Grand Lisboa Palace Cotai Faces New Delays as Construction Costs Rise

Posted on: July 31, 2019, 04:56h. 

Last updated on: July 31, 2019, 09:59h.

SJM Holdings Ltd. has once again postponed the opening of the Grand Lisboa Palace — the company’s first integrated resort on China’s Cotai strip — to sometime in the second half of 2020.

Construction was underway at Cotai’s Grand Lisboa Palace in late 2017. Continuing construction delays have led the SJM Holdings Ltd. venue to delay the opening until the second half of 2020. (Billy H.C. Kwok/Bloomberg)

The venue was supposed to open by the end of this year. But construction is now expected to be completed in March 2020 rather than the earlier deadline of next month.

Notice about the delay was announced this week by SJM so lenders can approve the new timeframe. In April 2018, SJM Holdings also delayed the opening date, according to a memo from analysts at Macquarie Capital Ltd.

The cause of delaying the opening back then from 2018 to 2019 was blamed on Typhoon Hato hitting the region in 2017 and an unrelated fire on the construction site, the memo explained. The cause of the most recent delay is unclear.

Once open, the HKD$39 billion (US$4.98 billion) Grand Lisboa Palace will include some 2,000 hotel rooms and suites divided among different hotels, space for meetings and conferences, restaurants, entertainment space, and a casino. The casino floor will accommodate up to 700 tables and 1,200 slot machines.

The construction cost for the property has increased by 8.3 percent from HKD36-billion (about $4.6 billion), SJM Holdings announced in a recent statement. In 2014, the company upped construction costs from HKD$25 billion (US$3.19 billion) to HKD$30 billion (US$3.83 billion).

That earlier increase was blamed on increasing construction and labor costs, according to the South China Morning Post.

SJM Holdings will try to finish construction on the venue by August or September 2019. It will take an additional year “to get necessary inspection and approvals for hotel/casino operations,” JP Morgan Securities (Asia-Pacific) Ltd. analysts said in a memo released on Tuesday quoted by GGRAsia.

JP Morgan said the postponed opening was “not unexpected.” SJM said in a press release, it is “striving for construction to complete by the end of 2019 and to seek the relevant licenses to begin operation as soon as possible thereafter.”

The delay could impact the price of SJM shares. Macquarie analysts Edward Engel and Chad Benyon cautioned that if SJM delays the opening of the venue to year-end 2020, “we could see more weakness in the share price near term.

We view the pushed-back opening as a negative, as investors become frustrated with continued delays,” Macquarie analysts added. “Given the unspecified reason for the delay, investors may become cautious over potential construction issues that may increase the potential for further delays or imply faults with the final product.”

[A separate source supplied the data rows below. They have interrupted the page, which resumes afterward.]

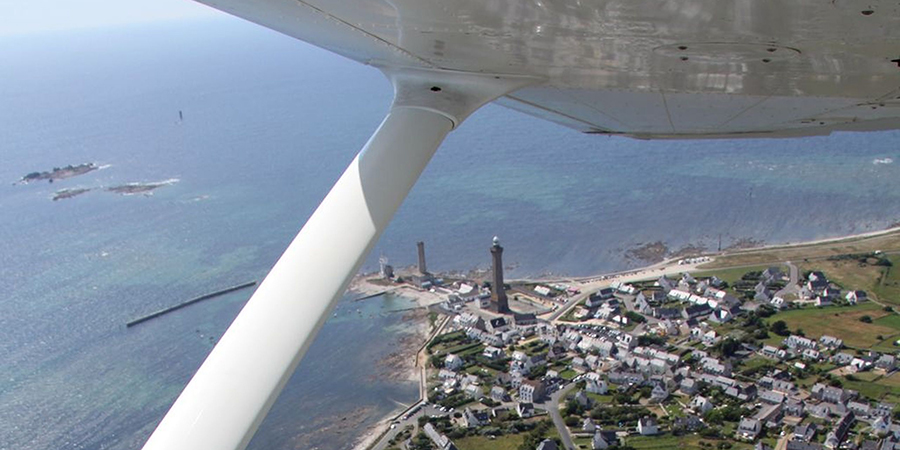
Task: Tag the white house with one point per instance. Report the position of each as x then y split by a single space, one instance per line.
701 404
453 362
648 426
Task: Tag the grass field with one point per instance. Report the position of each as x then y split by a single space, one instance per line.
882 283
667 441
886 242
732 275
841 322
506 442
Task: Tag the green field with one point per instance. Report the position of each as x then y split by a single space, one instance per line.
812 252
882 283
667 441
842 322
732 275
506 442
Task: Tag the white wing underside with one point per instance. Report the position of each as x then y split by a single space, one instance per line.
643 68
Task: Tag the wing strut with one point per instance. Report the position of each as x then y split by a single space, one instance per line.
231 393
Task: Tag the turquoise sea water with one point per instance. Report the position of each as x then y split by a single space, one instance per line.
269 124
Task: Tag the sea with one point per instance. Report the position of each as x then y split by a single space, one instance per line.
266 125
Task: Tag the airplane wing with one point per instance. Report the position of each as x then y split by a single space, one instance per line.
641 68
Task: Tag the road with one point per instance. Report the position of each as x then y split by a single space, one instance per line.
401 424
553 409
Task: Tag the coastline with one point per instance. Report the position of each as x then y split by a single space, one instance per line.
401 364
419 335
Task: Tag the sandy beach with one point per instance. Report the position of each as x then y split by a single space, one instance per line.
400 364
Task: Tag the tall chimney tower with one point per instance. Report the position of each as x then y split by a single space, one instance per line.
422 269
498 293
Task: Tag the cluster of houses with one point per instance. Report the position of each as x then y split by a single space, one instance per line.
606 357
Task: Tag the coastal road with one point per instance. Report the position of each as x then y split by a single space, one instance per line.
552 407
401 424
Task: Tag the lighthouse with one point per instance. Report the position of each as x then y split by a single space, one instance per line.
498 293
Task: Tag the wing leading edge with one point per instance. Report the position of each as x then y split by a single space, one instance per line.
643 68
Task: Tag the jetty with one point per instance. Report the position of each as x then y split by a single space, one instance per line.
189 302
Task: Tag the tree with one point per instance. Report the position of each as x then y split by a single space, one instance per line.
779 327
728 346
634 317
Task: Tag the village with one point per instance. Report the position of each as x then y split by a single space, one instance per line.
695 360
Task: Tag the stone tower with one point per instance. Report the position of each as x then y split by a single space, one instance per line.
498 293
422 269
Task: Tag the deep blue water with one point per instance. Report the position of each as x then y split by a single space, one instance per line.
269 124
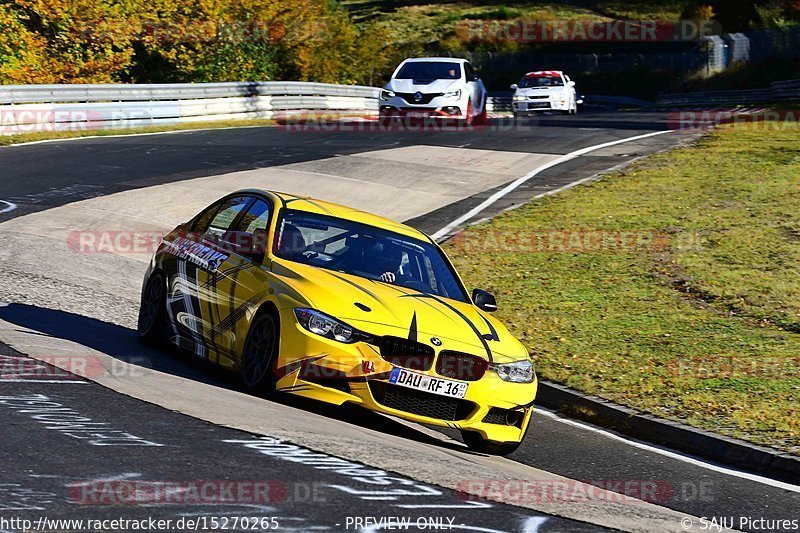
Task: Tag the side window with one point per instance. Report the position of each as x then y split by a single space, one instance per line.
257 217
248 237
204 219
225 216
469 72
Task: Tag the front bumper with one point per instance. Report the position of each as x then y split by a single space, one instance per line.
544 104
439 107
315 367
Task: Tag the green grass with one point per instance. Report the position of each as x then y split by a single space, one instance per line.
703 324
6 140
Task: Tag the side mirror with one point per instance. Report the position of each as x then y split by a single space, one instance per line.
484 301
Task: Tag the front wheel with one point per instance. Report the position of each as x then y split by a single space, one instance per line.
259 350
151 327
482 119
476 443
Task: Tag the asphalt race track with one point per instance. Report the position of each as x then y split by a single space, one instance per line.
169 422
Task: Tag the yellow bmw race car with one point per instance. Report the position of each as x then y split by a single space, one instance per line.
327 302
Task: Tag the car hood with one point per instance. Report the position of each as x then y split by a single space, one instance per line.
435 86
383 309
532 91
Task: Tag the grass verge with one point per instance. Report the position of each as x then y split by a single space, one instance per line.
671 286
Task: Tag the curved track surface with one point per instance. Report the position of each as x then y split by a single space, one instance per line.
60 302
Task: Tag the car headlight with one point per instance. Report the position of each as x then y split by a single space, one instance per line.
326 326
517 372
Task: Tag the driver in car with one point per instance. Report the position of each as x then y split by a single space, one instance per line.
384 260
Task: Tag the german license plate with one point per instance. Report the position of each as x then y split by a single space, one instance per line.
421 382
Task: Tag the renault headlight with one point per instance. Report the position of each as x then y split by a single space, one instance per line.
326 326
516 372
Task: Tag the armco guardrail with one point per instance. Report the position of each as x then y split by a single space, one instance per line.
782 91
27 108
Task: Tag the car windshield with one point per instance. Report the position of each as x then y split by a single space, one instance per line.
541 81
368 252
432 70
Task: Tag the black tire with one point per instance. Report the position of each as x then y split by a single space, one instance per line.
258 354
152 324
476 443
483 118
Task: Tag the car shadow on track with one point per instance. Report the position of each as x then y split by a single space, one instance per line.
122 344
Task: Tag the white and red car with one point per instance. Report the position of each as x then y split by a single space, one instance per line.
545 90
440 87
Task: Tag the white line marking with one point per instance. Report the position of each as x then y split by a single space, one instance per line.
672 454
516 183
40 381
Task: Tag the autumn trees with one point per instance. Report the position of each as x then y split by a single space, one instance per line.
101 41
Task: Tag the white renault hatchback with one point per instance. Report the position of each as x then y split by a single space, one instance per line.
544 90
440 87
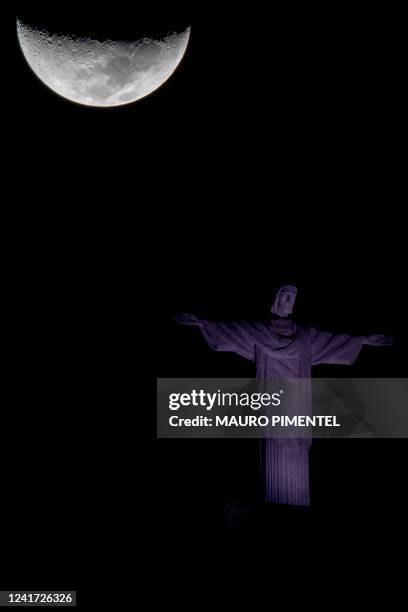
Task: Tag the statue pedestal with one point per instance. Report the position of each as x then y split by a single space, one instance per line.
286 470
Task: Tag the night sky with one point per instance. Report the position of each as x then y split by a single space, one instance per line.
273 155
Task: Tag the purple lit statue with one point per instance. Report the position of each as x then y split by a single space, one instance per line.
282 349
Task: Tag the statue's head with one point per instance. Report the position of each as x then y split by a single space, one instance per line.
284 301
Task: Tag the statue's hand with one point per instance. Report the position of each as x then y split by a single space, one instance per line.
378 340
187 319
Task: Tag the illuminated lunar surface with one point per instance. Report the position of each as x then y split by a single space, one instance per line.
101 73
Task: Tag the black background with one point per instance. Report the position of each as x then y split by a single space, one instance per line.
273 155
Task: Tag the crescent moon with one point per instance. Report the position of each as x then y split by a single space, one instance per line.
101 73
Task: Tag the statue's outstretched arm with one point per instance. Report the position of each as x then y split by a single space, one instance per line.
379 340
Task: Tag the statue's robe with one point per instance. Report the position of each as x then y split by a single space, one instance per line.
282 349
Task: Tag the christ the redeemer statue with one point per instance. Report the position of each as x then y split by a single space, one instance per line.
280 348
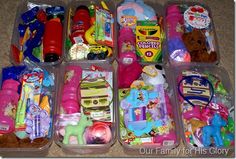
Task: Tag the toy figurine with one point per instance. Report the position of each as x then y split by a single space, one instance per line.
77 130
8 101
213 130
71 90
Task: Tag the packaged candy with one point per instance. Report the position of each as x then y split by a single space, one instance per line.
91 31
143 21
146 118
204 108
38 32
26 107
190 33
86 118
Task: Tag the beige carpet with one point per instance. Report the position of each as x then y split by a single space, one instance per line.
223 15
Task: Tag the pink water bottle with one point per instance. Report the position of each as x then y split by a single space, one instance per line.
126 45
176 48
71 89
174 21
8 102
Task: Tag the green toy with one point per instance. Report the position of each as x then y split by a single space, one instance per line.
77 130
227 132
217 84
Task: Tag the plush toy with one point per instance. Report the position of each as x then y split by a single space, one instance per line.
195 43
130 11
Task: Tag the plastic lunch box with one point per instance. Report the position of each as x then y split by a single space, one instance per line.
222 75
30 151
15 36
72 6
195 42
86 148
159 10
135 149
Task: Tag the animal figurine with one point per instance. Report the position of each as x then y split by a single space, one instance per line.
77 130
213 130
130 11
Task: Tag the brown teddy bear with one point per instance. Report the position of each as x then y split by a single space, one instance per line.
195 43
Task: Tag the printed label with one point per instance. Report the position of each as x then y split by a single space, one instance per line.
197 17
168 142
4 127
128 21
148 42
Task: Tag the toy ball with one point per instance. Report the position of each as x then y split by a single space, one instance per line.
99 133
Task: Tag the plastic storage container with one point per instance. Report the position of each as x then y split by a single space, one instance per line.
11 145
190 34
140 32
86 39
147 114
83 92
42 40
202 91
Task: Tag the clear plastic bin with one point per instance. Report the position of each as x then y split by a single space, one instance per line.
191 131
91 148
190 34
40 151
15 40
149 145
133 46
74 36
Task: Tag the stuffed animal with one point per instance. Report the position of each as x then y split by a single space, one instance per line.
195 43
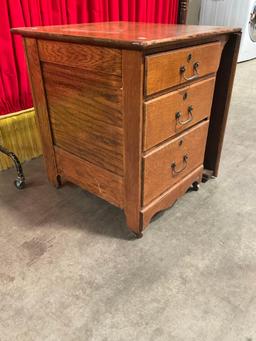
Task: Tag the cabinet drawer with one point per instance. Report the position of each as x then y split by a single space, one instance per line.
170 114
170 162
168 69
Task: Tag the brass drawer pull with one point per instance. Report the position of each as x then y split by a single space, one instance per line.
195 71
174 166
190 118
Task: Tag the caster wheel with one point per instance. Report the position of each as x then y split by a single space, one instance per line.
19 183
205 178
196 186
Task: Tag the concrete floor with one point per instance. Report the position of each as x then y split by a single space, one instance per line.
69 269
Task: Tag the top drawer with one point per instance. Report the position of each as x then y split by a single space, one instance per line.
168 69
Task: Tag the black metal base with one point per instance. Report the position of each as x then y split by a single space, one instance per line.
195 186
20 180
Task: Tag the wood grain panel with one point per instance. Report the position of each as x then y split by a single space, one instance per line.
86 115
160 113
94 179
133 74
158 172
221 102
163 69
92 58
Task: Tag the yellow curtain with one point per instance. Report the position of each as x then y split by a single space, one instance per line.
19 134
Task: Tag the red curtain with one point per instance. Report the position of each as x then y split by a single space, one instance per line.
15 92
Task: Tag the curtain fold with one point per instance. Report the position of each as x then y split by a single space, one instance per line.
15 91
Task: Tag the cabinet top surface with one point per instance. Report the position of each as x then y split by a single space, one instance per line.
125 34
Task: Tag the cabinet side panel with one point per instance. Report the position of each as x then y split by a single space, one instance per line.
221 101
86 116
40 104
133 73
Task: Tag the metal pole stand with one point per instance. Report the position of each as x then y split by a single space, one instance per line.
20 180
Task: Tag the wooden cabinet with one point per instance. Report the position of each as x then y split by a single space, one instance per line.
131 112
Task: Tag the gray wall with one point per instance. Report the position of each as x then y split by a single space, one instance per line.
193 12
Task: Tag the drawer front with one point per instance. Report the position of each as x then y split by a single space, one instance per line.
170 114
168 69
91 58
169 163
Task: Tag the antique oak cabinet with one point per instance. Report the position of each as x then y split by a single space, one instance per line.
134 113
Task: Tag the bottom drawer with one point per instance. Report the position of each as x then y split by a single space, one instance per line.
170 162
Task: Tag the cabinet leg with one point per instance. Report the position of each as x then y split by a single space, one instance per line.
133 222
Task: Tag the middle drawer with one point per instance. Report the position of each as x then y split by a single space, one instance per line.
170 114
169 163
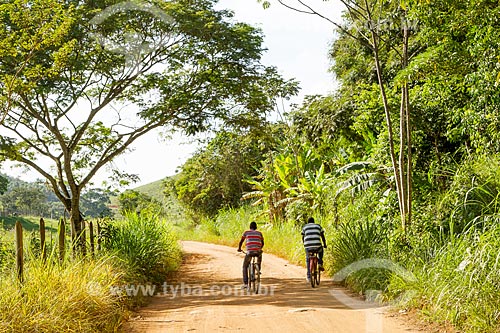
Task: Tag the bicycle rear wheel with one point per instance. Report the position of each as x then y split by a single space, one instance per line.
250 278
257 279
319 276
313 267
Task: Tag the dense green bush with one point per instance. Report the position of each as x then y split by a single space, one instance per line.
460 284
73 297
145 245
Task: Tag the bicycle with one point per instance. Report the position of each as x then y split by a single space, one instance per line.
253 274
314 269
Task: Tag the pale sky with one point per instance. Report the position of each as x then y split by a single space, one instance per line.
297 45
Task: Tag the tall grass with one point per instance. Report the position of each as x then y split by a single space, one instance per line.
145 245
461 284
73 297
80 295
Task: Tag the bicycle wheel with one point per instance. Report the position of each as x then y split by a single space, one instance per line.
250 278
257 278
313 267
319 276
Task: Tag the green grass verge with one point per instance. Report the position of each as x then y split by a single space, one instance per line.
87 295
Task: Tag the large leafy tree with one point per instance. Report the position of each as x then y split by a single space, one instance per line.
81 81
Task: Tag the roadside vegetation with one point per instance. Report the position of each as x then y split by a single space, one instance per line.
91 294
400 164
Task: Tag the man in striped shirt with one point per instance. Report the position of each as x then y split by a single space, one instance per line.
312 235
254 244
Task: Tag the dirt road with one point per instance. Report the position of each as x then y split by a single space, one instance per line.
206 297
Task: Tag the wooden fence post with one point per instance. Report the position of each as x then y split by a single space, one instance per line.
84 240
19 251
42 239
62 237
91 235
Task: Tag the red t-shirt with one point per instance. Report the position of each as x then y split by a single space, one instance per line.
253 239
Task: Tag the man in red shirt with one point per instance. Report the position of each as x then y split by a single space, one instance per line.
254 245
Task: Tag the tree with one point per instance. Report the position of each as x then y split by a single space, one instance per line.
4 182
82 81
365 22
95 203
212 178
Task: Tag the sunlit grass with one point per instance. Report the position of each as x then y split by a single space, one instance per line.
71 297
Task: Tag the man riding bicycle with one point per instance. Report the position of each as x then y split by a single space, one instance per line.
254 244
312 235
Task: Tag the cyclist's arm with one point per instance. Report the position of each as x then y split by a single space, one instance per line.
241 243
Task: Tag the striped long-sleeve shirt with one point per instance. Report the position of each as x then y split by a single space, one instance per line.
312 236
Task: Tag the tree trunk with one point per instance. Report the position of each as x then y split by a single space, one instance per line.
76 220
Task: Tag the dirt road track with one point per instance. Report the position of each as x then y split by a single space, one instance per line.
206 297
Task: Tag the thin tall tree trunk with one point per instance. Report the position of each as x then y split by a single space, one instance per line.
401 166
407 121
389 124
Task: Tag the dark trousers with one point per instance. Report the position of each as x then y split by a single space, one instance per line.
320 258
246 263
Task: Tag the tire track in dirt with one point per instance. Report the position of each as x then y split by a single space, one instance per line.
206 296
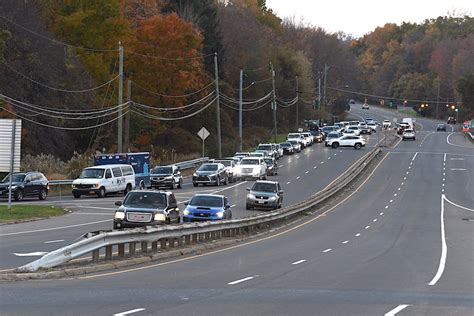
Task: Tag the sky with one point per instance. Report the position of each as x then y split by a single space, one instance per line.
359 17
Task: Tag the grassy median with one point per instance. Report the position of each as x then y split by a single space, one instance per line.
22 213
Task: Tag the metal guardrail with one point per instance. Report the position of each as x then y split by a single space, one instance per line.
183 165
186 234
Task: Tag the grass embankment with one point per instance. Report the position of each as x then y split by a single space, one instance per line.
22 213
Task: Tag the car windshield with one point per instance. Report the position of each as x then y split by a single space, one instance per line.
162 170
206 200
16 177
264 147
249 162
208 167
145 199
264 187
92 174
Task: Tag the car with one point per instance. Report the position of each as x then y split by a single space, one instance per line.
287 148
330 136
347 141
166 176
317 136
104 179
229 165
408 134
207 207
296 145
264 194
272 166
210 173
25 184
251 167
145 208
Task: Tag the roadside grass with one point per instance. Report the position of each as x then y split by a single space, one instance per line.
21 213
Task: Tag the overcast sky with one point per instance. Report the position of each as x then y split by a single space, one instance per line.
358 17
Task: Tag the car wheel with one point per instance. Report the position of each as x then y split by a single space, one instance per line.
18 195
43 194
101 193
127 189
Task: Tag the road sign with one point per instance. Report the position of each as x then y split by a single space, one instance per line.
203 133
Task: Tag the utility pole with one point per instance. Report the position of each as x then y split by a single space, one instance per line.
241 79
319 90
218 110
12 162
120 100
325 78
297 103
127 117
274 103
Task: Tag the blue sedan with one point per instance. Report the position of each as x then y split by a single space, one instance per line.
207 207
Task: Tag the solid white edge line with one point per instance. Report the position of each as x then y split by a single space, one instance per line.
240 281
396 310
444 248
130 312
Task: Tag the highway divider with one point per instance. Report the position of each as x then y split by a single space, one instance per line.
100 245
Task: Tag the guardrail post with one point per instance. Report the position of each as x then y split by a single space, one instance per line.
95 255
108 252
144 247
132 248
121 249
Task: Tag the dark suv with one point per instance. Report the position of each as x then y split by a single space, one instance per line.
25 184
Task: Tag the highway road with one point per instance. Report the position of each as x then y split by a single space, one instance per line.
401 243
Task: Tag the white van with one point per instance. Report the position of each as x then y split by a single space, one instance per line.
104 179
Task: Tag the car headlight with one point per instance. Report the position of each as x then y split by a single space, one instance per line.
119 215
160 217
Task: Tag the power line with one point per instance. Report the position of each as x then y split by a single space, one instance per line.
56 41
58 89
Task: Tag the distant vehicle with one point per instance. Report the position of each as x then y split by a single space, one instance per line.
265 194
207 207
347 141
145 208
251 167
166 176
210 173
104 179
441 128
25 184
287 148
272 166
140 163
408 134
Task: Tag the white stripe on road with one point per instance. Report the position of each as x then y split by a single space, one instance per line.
130 312
396 310
240 281
444 248
54 241
30 254
54 228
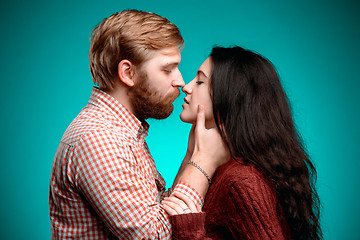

In May, SJM said in a statement the resort casino would be completed in August and would open by the end of this year. In June, Daisy Ho Chiu Fung, chairman of SJM Holdings, said construction of Grand Lisboa Palace was scheduled to be completed this year.

Macau Casino Licenses Extended

In March, Macau extended casino licenses for SJM Holdings until 2022. All six gaming concession licenses in Macau will expire in the summer of 2022.

Once the Grand Lisboa Palace opens, SJM expects it will help the company improve its market share. Brokerage Sanford C. Bernstein Ltd. had noted in a May memo that “over the past five years, SJM’s market share has fallen from over 23 percent to a historic low of 14 percent.”

Mixed Results for SJM

In results announced on Tuesday, SJM Holdings reported mass market gross table gaming revenue for the company and its subsidiaries increased by 8 percent and VIP gross gaming revenue (GGR) decreased by 25.1 percent during the first half of 2019 compared with the year-earlier period. Also, slot machine gross revenue decreased by 1.2 percent compared with the year-earlier period.